Oilpan supports two kinds of GCs:

Conservative GC. A GC is called conservative when it is executed while the regular native stack is not empty. In this case, the native stack might contain references to objects in Oilpan's heap, which should be kept alive. The GC scans the native stack and treats the pointers discovered via the native stack as part of the root set. This kind of GC is considered imprecise because values on stack other than references may accidentally appear as references to on-heap object, which means these objects will be kept alive despite being in practice unreachable from the application as an actual reference.
Precise GC. A precise GC is triggered at the end of an event loop, which is controlled by an embedder via a platform. At this point, it is guaranteed that there are no on-stack references pointing to Oilpan's heap. This means there is no risk of confusing other value types with references. Oilpan has precise knowledge of on-heap object layouts, and so it knows exactly where pointers lie in memory. Oilpan can just start marking from the regular root set and collect all garbage precisely.

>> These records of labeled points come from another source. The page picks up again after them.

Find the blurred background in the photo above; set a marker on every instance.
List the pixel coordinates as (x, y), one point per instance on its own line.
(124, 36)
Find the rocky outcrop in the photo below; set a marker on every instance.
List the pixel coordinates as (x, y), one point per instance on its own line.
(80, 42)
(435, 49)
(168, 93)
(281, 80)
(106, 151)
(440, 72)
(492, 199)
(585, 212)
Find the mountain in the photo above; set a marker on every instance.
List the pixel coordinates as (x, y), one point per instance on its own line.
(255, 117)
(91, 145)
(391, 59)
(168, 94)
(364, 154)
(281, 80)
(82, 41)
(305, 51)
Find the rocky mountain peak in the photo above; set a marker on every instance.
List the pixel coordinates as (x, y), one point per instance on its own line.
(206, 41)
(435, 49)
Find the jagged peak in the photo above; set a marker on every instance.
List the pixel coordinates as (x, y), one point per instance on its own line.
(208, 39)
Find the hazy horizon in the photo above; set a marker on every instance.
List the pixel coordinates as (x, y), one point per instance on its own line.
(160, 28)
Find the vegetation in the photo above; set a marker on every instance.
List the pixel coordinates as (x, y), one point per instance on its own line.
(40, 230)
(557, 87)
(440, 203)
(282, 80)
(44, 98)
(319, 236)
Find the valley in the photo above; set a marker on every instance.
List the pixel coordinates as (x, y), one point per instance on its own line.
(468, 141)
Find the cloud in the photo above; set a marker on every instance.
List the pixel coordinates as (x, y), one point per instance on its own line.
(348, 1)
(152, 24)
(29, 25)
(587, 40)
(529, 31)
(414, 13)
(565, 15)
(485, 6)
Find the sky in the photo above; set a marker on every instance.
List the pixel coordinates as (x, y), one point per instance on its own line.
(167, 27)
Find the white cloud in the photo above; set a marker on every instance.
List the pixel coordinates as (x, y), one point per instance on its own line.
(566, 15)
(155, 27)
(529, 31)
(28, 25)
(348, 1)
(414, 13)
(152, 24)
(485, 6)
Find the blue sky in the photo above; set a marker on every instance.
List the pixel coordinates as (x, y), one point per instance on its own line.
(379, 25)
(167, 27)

Atomic, incremental and concurrent garbage collection

Oilpan has three modes of operation:

Atomic GC. The entire GC cycle, including all its phases (e.g. see Marking and Sweeping), are executed back to back in a single pause. This mode of operation is also known as Stop-The-World (STW) garbage collection. It results in the most jank (due to a single long pause), but is overall the most efficient (e.g. no need for write barriers).
Incremental GC. Garbage collection work is split up into multiple steps which are interleaved with the mutator, i.e. user code chunked into tasks. Each step is a small chunk of work that is executed either as dedicated tasks between mutator tasks or, as needed, during mutator tasks. Using incremental GC introduces the need for write barriers that record changes to the object graph so that a consistent state is observed and no objects are accidentally considered dead and reclaimed. The incremental steps are followed by a smaller atomic pause to finalize garbage collection. The smaller pause times, due to smaller chunks of work, helps with reducing jank.
Concurrent GC. This is the most common type of GC. It builds on top of incremental GC and offloads much of the garbage collection work away from the mutator thread and on to background threads. Using concurrent GC allows the mutator thread to spend less time on GC and more on the actual mutator.

Marking phase

The marking phase consists of the following steps:

Mark all objects in the root set.
Mark all objects transitively reachable from the root set by calling Trace() methods defined on each object.
Clear out all weak handles to unreachable objects and run weak callbacks.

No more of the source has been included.